Book Read Free

Secrets of a Happy Marriage

Page 2

by Cathy Kelly


  Also, high shoes made her look taller, which was handy because since The Break Up, she had developed a wild hunger for chocolate. Not any old muck, no. But fabulous quality chocolate: proper stuff that cost proper money.

  It still made you put on weight, though. With gorgeous high heels, Cari could hide the extra pounds and pretend she was a lean five foot seven, instead of a not-so-lean five foot four in flats, which she almost never wore.

  She’d already scanned the list and knew she needed to pay attention in about five minutes’ time, when the talk would move on to books likely to sell in her territory, because with so many books released every moment, a person would go mad trying to remember them all. Books that sold well in Australia might do zilch in Ireland and vice versa. A wise publishing person knew the difference.

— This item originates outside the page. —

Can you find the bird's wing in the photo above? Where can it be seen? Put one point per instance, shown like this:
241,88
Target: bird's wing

  New book meetings were long and exhausting and Cari was dying for the afternoon ten-minute tea break so she could fill her mug with strong coffee, snaffle a chocolate biscuit, and be ready for the final round.

  Cari had hoped to get a moment alone with the UK office’s publishing director, Jennifer, a charming but tough woman with a Cleopatra black bob rippled through with grey streaks, but Jennifer hadn’t returned her email earlier in the week and throughout the day-long meeting had appeared to be in a very bad mood and hadn’t met Cari’s eyes. Strange and unsettling.

  When tea break finally rolled around, Edwin Miller, the managing director of all of Cambridge, had gently asked her to stay back for a moment.

  Gavin Watson, a publisher in London and therefore higher on the food chain than Cari, stayed in the room also, along with Jennifer, who was looking more annoyed than ever.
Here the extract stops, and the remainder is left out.